Gordon Brown is probably regretting a number of things right now – the 10p tax debacle, Crewe and Nantwich by-election tactics, and the sly assault on gas-guzzling cars in the last Budget spring readily to mind.

Given that the prime minister finds himself as bogged down as the recent bank holiday weather, he may also be regretting the decision to launch his “Ask the PM” service on YouTube. This allows users to post questions on any subject to Brown and his ministers, offering the government up as the kind of easy target that even John Terry would struggle to miss. The 180-odd videos that have been posted so far throw up some familiar themes: lack of affordable housing, more help for small businesses, and (perhaps unsurprisingly given this week’s protests) a lengthy rant about the evils of an oil-based economy.

Yet were the construction industry to post a video, it is unlikely that it would be quite so bleak. Here’s how it might go: “We’d just like to say how pleased we are to be part of the work that you are overseeing in the provision of new healthcare and education facilities as well as social housing. We hope your recent problems won’t discourage you from pressing ahead with these crucial programmes. Not that you’re alone in being under pressure right now. You may have heard some rather worrying things about us over the past month or so with regards to the Office of Fair Trading. We are doing everything we can to ensure that nothing like this happens in our industry again. We hope that our own short-term difficulties won’t get in the way of our longer-term aims of improving the built environment. Our question to you is: do you feel the same?”
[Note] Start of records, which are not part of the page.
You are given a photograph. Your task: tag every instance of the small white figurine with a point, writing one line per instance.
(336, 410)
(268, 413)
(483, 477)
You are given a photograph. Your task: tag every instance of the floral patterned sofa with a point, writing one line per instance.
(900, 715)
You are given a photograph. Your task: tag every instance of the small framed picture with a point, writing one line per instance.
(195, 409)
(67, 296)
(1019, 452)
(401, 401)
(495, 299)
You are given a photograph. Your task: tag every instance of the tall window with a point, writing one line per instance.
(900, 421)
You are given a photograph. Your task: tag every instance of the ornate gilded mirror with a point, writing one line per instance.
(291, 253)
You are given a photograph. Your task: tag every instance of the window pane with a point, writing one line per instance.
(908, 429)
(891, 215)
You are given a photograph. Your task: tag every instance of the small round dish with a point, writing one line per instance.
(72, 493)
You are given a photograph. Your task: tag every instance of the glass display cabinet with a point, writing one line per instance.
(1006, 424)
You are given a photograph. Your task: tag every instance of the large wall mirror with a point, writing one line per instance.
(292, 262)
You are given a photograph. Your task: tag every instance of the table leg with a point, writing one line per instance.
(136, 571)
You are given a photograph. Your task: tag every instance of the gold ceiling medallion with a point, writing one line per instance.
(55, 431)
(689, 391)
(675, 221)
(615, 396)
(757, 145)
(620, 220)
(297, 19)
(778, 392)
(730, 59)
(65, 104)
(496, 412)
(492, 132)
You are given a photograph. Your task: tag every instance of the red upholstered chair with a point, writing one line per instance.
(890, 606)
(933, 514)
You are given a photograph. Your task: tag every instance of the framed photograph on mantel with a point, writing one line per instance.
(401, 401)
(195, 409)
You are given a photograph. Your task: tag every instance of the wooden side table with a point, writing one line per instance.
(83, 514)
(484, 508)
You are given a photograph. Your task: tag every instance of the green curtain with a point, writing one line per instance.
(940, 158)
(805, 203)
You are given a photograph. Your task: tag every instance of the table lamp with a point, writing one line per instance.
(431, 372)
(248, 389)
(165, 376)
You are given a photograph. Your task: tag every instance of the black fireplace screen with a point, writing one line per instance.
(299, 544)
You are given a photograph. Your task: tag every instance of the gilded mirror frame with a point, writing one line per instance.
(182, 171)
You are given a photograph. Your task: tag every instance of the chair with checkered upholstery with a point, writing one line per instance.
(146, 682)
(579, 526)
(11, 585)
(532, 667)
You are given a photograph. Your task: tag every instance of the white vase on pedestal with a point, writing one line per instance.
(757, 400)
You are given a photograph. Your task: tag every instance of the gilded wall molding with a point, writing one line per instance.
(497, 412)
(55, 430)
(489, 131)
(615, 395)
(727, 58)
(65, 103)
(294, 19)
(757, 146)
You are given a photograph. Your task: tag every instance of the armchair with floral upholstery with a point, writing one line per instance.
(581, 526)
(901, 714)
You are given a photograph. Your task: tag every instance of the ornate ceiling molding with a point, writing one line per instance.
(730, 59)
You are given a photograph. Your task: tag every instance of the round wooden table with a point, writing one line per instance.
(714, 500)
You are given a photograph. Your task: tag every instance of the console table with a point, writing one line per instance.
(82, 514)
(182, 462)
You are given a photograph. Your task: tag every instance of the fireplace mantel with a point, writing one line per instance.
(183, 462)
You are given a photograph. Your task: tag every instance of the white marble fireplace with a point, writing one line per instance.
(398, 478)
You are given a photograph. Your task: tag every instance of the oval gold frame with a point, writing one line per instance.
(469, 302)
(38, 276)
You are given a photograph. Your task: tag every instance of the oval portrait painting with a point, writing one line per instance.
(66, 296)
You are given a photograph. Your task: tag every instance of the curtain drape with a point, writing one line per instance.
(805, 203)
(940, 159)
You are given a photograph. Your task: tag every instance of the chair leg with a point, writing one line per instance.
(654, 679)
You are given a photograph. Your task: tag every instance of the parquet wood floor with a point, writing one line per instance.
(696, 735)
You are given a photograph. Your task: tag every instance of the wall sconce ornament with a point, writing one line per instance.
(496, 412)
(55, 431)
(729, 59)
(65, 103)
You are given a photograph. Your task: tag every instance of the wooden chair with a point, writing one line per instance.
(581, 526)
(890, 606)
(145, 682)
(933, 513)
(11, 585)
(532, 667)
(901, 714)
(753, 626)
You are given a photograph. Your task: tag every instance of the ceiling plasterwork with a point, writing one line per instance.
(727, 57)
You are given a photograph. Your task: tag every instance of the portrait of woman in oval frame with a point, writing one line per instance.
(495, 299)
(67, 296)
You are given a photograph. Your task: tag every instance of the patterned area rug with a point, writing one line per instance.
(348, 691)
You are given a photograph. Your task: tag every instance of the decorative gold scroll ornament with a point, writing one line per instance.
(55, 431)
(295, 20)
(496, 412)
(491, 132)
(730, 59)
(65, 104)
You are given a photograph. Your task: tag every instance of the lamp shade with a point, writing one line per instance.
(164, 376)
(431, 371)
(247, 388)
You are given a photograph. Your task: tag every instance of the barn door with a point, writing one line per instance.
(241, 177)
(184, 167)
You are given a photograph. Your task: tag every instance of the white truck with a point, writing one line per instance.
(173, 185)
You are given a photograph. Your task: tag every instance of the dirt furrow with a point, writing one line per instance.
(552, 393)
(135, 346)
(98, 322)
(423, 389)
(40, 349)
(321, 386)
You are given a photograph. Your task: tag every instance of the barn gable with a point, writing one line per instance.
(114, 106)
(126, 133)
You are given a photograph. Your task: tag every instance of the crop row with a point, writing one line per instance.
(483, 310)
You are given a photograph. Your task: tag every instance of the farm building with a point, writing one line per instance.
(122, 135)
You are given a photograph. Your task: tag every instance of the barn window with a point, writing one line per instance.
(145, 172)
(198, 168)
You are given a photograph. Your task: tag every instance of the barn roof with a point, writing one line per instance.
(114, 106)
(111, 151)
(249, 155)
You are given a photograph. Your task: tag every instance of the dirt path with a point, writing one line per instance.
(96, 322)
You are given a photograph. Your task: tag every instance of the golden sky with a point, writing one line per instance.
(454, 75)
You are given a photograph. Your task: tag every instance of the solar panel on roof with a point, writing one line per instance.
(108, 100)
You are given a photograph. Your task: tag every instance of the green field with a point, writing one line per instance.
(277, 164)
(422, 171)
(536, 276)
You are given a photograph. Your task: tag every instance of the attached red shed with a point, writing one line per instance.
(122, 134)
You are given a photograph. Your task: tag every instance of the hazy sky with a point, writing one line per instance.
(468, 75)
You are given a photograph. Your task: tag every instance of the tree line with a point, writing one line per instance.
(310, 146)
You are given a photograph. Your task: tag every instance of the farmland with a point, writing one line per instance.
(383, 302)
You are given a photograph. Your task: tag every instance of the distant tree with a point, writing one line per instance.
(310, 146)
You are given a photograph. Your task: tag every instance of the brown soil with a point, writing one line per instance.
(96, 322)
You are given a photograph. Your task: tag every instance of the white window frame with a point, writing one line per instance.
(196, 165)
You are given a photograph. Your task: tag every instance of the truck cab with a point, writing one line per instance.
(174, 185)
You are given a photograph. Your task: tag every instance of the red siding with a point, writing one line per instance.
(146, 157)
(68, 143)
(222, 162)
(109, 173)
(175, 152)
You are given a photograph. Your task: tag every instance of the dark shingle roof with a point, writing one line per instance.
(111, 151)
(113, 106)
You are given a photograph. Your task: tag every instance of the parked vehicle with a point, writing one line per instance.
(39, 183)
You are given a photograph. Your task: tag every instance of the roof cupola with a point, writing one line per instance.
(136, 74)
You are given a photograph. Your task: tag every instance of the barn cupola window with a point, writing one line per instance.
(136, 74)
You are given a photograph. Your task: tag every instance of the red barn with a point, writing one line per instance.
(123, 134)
Small regional contractor Wildgoose Construction in the east Midlands will certainly be hoping that the prime minister isn’t tempted into any further U-turns on government policy. Like many other small and medium-sized businesses across the UK, it has gambled on public spending continuing at the levels of the past few years. In recent weeks larger firms such as Kier and struggling housebuilder Persimmon have hitched their fortunes to the social housing bandwagon with the same hope.

This is a high-risk strategy as Treasury mandarins are increasingly nervous over government finances. The so-called “golden rule” on borrowing only to invest has already been breached by the recent £2.7bn payout to help haul the government out of its 10p tax-rate hole. The hope has to be that the government won’t be tempted to reign back on its capital spending programmes in health, education and housing in an attempt to keep a lid on inflation and its own debt burden.

Brown knows that his political fortunes are not so much waning as on the blink. The messages from all sides – not just YouTube – may be depressing but there is still a chance for him to recapture the formidable “iron chancellor” image. But more U-turns will never lead him in the right direction.